Monday, November 19, 2007

More Than A Car Crash

We all want to look at a car crash. I'm not sure what we're looking for. Do we want to see that everyone is safe? Are we hoping for evidence of the vulnerable unpredictability of our mortality? Do we want to see real life instead of television? Do we even know why we look or is it some sort of reflex?
I've seen some gruesome things while rubbernecking. As well as some astonishing things like a guy with his feet in the air and his upper body inside of the car that just hit him as he was walking across West Burnside. He crashed head first through the windshield and was suspended for almost an hour while firemen and paramedics prepared to remove him. He walked away from it with a few scratches on his face.
I don't know if it's another bad Brian DePalma film, but Redacted bombed at the box office this weekend. My suspicions are that Iraq is a wreck that we don't want to look at anymore. I've been reading Riverbend, a blog by an Iraqi woman. I link to it under All Things Human.
Some of the things she writes stab me in the heart. She avers that the continual gaffes by the U.S. are actually strategic policy made to look like incompetency. It's the one thing she says with which I disagree.
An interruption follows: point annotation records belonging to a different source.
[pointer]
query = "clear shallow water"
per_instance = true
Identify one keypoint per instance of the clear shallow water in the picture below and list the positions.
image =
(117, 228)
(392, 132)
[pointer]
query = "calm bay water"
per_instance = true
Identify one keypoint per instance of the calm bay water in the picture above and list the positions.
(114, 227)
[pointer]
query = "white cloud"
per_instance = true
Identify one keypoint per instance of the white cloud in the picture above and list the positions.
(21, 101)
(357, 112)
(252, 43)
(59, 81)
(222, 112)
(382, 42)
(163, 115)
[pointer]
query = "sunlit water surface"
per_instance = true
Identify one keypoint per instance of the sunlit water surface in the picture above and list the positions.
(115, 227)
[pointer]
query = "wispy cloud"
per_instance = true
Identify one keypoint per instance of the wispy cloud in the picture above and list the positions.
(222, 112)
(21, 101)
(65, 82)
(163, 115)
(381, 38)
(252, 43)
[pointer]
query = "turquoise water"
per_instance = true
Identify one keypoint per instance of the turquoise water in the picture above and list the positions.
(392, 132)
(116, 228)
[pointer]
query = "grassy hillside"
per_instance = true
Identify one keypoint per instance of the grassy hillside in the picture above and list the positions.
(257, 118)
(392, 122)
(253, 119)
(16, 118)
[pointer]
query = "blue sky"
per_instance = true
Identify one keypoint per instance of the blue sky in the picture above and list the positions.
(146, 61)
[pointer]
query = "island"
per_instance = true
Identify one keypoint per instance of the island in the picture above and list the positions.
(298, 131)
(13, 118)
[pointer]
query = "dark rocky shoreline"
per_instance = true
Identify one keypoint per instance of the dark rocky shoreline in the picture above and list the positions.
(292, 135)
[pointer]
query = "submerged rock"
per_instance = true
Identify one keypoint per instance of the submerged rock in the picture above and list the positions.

Sadly, I can pretty much guarantee that our Iraq policies and their implementation are plainly incompetent.
I recall one of this blog's reader talking about "the mission". I wonder; is "the mission" about dividing a people along sectarian lines that coexisted peacefully prior to the war? Is the tolerance of masked border guards and militiamen a result of the valiant and heroic effort by the soldiers that carried out "the mission" of occupying a country that was invaded under false pretenses and contrary to international consensus? Before anyone gets their panties in a patriotic twist, please read Riverbend. Take a walk in her shoes. Lower your eyes from the masked militiamen with her instead of looking away from the living hell that we've created in her country.
I'm disgusted by our role in Iraq. As I'm disgusted at our unwillingness to look at it. Perhaps the greatest thing about the electronic hyper-connectivity of the 21st century is that we can no longer exist in the vacuum of fatuous ideology. If only we can take a break from celebrity gossip and other pornographic tripe and exercise our empathy from time to time.

Cantando nella nerezza,
Signore Direttore

2 comments:

David Millstone said...

Yes.

In our morning warm-ups, we do a series of stretches, several of which begin in the position of a low squat. Each actor of the ensemble takes his or her turn leading warm-ups each day. Two or three actors refer to this squat as the "refugee position." Last week, when my turn came, I gently but fully articulated my objection to calling it this because to do so imaginatively distances us from the horror. The ensemble listened politely enough while they stretched, but sure enough, later on in the hour one of them made a crack about being "politically correct." I kept my smile plastered on my face, but for the rest of that hour, I hated actors and their self-absorption, and willful lack of empathy. But, these actors were just standing in for us all.

Signore Direttore said...

In your admirable articulation of how such a label creates distance from the horror of life as a refugee you were making a stand for humanity not policy. Which makes you guilty of human decency rather than political correctness. Had you suggested renaming the posture "displaced citizen" or "supplanted national" you would have been quite guilty of being odiously PC.